# Honda es6500 puts out 150v/300v



## flkeysff (Jul 28, 2016)

I have a es6500k1 A-A generator that I have tested the voltage and found that my 120v outlets are putting out 157v and my 240v outlet is putting out 305v. I have checked the rpm of the engine and it is running at 3550 rpms. Also when this generator sits for about two to three hours it will not produce electricity. I plug in a drill and re-energize the field. That method works instantly. I have removed the brushes and they move freely and cleaned the slip rings. Could this all be a problem with the AVR or should I look for something else? Thanks for any assistance.


----------



## flkeysff (Jul 28, 2016)

Found the problem with the generator not producing electricity at start up, the brush wire screws had become loose, tighten them back down after checking the ohms at the brushes which read 65ohms and fired the generator up and instant power. however I still have the problem with the generator producing 163v and 324v ( I brought the no load idle to 3750 as per the manual.).

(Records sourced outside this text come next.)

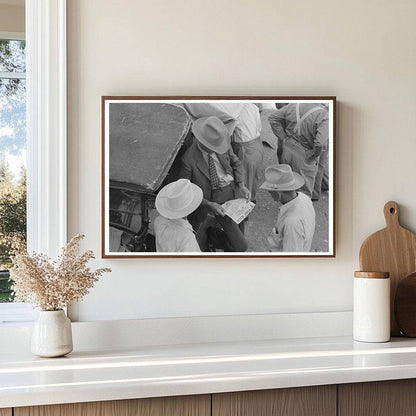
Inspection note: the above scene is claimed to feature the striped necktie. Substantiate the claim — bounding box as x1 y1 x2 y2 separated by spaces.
208 153 221 190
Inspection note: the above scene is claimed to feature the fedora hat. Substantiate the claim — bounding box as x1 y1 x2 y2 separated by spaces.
192 116 231 154
260 164 305 192
156 179 203 220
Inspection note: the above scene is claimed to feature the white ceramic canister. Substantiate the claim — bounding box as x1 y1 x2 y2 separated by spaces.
353 271 390 342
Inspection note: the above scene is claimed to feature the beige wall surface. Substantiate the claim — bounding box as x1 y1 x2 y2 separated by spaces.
0 4 24 33
67 0 416 321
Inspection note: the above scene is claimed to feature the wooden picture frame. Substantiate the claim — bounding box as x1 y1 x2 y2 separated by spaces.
102 96 336 258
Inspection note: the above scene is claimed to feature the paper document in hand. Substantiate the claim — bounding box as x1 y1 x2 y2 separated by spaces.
222 198 255 224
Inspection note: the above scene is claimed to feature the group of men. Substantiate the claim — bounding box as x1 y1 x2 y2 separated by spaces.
153 102 329 253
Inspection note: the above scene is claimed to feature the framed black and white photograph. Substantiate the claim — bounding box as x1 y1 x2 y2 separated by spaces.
102 97 336 258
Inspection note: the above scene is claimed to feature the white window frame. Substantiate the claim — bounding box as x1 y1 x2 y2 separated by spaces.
0 0 67 323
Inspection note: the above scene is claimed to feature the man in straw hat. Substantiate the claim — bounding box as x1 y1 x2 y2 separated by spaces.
183 103 263 202
153 178 203 252
179 116 250 252
260 164 316 252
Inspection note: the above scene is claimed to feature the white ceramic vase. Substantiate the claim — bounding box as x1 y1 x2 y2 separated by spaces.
31 310 73 357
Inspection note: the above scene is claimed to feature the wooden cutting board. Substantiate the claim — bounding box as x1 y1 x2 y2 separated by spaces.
359 201 416 336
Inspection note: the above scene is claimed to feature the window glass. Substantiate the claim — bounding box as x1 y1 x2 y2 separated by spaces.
0 39 26 303
0 39 26 73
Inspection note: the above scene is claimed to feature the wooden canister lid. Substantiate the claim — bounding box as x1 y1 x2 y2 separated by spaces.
354 271 390 279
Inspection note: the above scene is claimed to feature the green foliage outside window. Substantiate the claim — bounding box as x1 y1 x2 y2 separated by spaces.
0 160 26 302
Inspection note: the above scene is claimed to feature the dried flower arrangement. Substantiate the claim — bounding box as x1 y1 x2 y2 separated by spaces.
10 234 111 311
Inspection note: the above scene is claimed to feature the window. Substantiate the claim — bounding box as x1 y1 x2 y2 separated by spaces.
0 0 67 324
0 34 26 305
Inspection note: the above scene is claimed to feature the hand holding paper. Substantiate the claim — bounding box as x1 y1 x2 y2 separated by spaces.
221 198 255 224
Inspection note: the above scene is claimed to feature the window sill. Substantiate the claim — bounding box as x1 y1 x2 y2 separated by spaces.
0 303 35 324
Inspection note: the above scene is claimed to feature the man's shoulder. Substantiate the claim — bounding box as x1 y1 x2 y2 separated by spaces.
303 104 328 122
284 193 314 215
297 191 313 202
153 214 168 228
294 192 314 207
181 141 199 162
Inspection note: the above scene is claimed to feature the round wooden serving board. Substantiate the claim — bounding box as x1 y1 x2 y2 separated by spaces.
359 201 416 336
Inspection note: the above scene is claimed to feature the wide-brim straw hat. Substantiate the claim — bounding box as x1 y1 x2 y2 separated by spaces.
156 179 203 220
192 116 231 154
260 164 305 192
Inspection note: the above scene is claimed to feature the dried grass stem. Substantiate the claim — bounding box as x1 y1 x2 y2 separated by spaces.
10 234 111 310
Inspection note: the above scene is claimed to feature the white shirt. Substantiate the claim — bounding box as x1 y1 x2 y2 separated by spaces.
154 216 201 252
232 104 262 143
268 192 316 252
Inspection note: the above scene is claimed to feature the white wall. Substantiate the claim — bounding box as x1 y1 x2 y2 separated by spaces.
67 0 416 322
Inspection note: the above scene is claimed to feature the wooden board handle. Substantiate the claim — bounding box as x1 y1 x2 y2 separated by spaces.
384 201 400 228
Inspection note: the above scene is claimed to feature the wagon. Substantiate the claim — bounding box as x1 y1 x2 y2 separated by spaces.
109 103 192 252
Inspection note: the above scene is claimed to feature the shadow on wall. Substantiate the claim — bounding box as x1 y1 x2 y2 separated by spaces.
336 101 354 261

Can this be a 50hz generator and not a 60hz? Or am I still having and issue with the AVR? Please give me some suggestions. Thanks


----------



## flkeysff (Jul 28, 2016)

Tested the voltage at the brushes and it read 121v dc while running, so according to the manual I need to replace the AVR. the manual states is should be around 25v dc. Does that sound correct?


----------



## flkeysff (Jul 28, 2016)

Well since there doesn't seemed to be a whole lot of activity on this site at least in regards to my question, I went ahead and ordered an AVR. I will post if that fixes my problem and maybe it will help someone else.


----------



## flkeysff (Jul 28, 2016)

Ok replaced the AVR and the voltage is now 120.5 and 240.7. So this was my problem. Hope this may help someone else.


----------